Y para un psicoanalista es fascinante esta propiedad de la mente. Las sesiones giran alrededor de lo que el paciente relata, pero el eje fundamental del proceso es la experiencia de compartir lo que se expresa. Mientras las interpretaciones, lo que el psicoanalista dice, está dirigido a modificar recuerdos, tanto verbales como emocionales que se reviven durante las sesiones. Se trata de aquellos automatismos de la personalidad que están por fuera del control voluntario, y que con tanta frecuencia interfieren con una vida plena. De manera que los síntomas mentales también pueden considerarse defectos en la memoria que llevan a repetir conductas que en la infancia fueron útiles para manejar las relaciones con los demás, pero en la adultez ya no lo son. Por el contrario, crean situaciones que maltratan. En suma, como decía Sigmund Freud, el primer psicoanalista, el síntoma mental es una enfermedad del recuerdo.

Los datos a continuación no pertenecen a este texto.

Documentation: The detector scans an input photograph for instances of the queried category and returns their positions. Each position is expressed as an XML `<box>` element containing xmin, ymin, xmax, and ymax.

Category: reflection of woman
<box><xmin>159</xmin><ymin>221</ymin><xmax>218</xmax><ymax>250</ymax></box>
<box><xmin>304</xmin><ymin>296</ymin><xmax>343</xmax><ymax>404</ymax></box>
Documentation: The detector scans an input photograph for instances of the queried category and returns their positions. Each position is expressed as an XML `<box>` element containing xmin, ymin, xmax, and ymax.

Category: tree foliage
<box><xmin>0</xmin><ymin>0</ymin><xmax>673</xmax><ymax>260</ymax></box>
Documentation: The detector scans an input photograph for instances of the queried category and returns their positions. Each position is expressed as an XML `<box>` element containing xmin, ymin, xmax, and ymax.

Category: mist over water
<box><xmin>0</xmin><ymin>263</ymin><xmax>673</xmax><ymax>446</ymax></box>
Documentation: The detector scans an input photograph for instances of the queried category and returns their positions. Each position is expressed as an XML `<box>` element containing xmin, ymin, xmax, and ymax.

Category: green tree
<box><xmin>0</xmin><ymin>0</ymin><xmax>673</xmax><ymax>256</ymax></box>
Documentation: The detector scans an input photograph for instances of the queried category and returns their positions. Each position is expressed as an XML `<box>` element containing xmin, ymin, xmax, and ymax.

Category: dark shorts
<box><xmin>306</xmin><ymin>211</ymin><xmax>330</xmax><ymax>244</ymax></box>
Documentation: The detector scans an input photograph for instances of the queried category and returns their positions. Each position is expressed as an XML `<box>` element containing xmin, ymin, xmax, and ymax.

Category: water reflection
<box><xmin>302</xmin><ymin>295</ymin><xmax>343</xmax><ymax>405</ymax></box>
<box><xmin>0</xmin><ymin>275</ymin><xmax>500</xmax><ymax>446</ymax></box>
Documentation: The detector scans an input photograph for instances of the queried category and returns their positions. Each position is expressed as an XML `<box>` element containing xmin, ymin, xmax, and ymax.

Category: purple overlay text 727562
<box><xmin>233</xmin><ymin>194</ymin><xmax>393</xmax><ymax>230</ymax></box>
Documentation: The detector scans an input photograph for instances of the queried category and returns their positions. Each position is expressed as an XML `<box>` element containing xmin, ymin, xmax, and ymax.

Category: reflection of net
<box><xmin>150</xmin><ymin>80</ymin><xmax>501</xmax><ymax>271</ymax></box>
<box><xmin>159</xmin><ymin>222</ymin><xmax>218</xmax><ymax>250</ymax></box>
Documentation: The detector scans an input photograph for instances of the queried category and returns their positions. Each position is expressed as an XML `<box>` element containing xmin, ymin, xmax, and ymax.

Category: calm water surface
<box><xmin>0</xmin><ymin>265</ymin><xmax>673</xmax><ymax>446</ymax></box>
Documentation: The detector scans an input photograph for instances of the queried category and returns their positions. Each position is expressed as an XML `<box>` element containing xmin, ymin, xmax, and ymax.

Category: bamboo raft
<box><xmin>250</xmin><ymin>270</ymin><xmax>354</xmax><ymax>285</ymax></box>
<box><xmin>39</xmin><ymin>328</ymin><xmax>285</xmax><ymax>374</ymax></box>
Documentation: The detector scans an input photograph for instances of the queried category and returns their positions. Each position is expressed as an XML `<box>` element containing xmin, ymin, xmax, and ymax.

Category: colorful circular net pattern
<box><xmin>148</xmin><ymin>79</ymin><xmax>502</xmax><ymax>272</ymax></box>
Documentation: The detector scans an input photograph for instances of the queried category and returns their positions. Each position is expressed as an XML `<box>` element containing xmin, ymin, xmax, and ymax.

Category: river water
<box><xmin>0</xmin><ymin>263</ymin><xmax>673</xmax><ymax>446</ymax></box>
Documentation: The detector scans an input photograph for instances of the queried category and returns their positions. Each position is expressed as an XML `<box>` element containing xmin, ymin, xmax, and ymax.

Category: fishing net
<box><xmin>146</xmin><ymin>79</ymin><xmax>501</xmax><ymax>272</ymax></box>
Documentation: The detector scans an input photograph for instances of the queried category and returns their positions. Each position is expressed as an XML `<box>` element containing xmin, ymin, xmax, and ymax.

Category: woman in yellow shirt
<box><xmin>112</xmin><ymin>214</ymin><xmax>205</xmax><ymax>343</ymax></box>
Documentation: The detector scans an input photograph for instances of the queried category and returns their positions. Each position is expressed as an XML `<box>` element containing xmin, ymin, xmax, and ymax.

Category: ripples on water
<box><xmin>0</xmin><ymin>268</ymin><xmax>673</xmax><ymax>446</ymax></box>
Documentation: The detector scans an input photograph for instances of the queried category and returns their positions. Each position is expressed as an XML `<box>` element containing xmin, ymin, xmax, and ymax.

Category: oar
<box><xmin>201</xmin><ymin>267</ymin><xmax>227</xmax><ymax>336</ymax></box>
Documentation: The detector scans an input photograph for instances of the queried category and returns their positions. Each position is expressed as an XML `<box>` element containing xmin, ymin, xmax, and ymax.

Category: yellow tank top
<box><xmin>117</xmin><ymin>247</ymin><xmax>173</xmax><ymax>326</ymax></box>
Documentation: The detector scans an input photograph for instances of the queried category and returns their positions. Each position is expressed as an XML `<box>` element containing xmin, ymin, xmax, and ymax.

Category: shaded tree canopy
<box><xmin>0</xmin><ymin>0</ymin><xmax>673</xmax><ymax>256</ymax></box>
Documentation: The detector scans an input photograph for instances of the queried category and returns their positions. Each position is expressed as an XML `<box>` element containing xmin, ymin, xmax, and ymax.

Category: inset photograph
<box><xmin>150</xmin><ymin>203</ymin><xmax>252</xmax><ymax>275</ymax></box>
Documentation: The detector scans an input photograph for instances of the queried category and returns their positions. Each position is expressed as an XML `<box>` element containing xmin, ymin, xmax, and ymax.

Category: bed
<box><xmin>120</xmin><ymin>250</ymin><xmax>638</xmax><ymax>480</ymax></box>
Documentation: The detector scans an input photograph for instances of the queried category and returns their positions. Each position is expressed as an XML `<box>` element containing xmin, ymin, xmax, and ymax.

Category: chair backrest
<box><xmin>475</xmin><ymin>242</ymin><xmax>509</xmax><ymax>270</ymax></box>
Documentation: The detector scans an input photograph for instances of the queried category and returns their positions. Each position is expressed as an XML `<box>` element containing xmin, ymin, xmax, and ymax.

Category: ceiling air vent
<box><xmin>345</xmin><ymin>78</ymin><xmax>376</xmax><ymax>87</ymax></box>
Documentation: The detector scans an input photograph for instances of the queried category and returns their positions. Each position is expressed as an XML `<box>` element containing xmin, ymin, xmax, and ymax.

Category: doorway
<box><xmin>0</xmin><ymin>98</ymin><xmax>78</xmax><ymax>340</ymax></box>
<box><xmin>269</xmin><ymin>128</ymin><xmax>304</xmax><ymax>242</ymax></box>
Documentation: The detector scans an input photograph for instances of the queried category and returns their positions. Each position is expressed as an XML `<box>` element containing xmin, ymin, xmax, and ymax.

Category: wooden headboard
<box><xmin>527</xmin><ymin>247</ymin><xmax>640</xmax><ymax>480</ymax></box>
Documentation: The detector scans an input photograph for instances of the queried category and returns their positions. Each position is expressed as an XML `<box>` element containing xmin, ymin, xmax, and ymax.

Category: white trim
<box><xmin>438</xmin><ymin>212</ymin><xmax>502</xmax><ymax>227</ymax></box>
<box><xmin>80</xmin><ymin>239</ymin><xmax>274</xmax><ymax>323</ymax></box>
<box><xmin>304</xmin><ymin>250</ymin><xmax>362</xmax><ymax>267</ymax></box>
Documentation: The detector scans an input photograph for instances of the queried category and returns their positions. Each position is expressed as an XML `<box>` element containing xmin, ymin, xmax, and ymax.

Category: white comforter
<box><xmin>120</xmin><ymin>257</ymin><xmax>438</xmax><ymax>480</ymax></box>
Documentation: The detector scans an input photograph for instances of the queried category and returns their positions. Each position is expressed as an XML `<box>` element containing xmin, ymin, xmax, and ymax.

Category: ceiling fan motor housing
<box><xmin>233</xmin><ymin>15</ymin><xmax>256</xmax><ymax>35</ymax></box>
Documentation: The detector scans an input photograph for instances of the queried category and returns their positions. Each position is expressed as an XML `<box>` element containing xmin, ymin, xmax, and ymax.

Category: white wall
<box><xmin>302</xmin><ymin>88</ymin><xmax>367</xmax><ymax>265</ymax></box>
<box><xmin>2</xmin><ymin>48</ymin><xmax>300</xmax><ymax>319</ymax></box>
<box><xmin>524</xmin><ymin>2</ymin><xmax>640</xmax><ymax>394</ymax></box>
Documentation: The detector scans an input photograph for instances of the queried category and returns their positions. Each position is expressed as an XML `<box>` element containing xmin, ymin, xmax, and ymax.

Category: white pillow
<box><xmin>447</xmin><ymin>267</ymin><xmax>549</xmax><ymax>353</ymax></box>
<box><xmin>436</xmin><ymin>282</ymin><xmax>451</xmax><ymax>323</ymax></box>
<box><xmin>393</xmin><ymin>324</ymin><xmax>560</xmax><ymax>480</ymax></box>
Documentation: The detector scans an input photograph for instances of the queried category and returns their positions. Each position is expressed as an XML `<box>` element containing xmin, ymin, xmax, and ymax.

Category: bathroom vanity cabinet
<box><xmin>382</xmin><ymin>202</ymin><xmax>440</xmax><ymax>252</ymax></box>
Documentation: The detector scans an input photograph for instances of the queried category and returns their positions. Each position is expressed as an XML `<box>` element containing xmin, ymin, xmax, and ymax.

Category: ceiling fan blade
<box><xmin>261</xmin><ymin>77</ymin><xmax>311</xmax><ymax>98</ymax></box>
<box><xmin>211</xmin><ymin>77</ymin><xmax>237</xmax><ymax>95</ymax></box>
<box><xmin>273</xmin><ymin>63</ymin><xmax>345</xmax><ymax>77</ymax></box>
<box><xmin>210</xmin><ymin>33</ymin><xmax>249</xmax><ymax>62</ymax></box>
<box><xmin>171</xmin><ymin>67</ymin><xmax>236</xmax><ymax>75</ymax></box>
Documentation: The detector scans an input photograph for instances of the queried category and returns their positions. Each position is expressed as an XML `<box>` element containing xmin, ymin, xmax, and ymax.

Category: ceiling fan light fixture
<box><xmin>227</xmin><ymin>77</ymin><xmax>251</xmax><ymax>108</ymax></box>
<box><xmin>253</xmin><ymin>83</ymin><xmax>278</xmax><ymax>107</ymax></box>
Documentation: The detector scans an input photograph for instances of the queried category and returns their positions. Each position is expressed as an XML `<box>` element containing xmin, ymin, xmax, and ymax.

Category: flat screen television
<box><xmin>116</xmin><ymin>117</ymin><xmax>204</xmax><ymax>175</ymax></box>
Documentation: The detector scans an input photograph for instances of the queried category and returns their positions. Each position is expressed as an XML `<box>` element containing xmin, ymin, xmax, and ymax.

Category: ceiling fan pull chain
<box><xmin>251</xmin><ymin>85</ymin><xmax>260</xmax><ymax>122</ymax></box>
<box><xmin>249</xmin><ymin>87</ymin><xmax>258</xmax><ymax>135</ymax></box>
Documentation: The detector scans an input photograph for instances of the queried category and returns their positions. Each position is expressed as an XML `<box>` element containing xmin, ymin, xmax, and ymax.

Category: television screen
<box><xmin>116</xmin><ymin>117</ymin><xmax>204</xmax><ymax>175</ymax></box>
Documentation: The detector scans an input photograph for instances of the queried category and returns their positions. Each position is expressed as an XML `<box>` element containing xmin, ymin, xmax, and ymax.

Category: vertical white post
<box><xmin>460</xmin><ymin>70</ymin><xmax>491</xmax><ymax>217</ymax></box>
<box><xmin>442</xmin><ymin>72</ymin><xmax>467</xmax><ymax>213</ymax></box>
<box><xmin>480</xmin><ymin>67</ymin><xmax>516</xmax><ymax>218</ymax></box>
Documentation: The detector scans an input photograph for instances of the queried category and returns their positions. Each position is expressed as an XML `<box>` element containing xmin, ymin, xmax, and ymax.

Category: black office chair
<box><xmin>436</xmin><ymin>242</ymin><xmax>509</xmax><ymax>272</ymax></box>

En cambio, el olvido es protector. Olvidar, o al menos transformar los recuerdos dolorosos hace más llevaderas la existencia, alivia, además enseña y abre la posibilidad de nuevas oportunidades. El duelo, el proceso involuntario de elaborar memorias al perder a un ser querido es inevitable para seguir viviendo. Pero es un proceso, toma tiempo, no hay atajos, es laborioso. Hay que sobrellevar los recuerdos con decoro, por ejemplo, mientras las incontables canciones sobre amores desdeñados despiertan tantas evocaciones y nostalgias en los enamorados desairados. ¡Todas están hechas a la medida! Pero las memorias están en la mente, son redes neuronales, no están en los objetos, por eso es estéril destruir los recuerdos materiales, las fotos, las cartas, los regalos, eliminarlo de Facebook, Twitter y las demás redes sociales.
Por último, podría pensarse que de cierta manera la demencia senil ayuda al anciano a sobrellevar sus circunstancias adversas, y sin esperanza. Aun cuando es angustioso para quienes lo rodean ver como su memoria es cada día más porosa, desde el punto de vista de él, olvidar es una bendición. Lo alivia de la lucidez.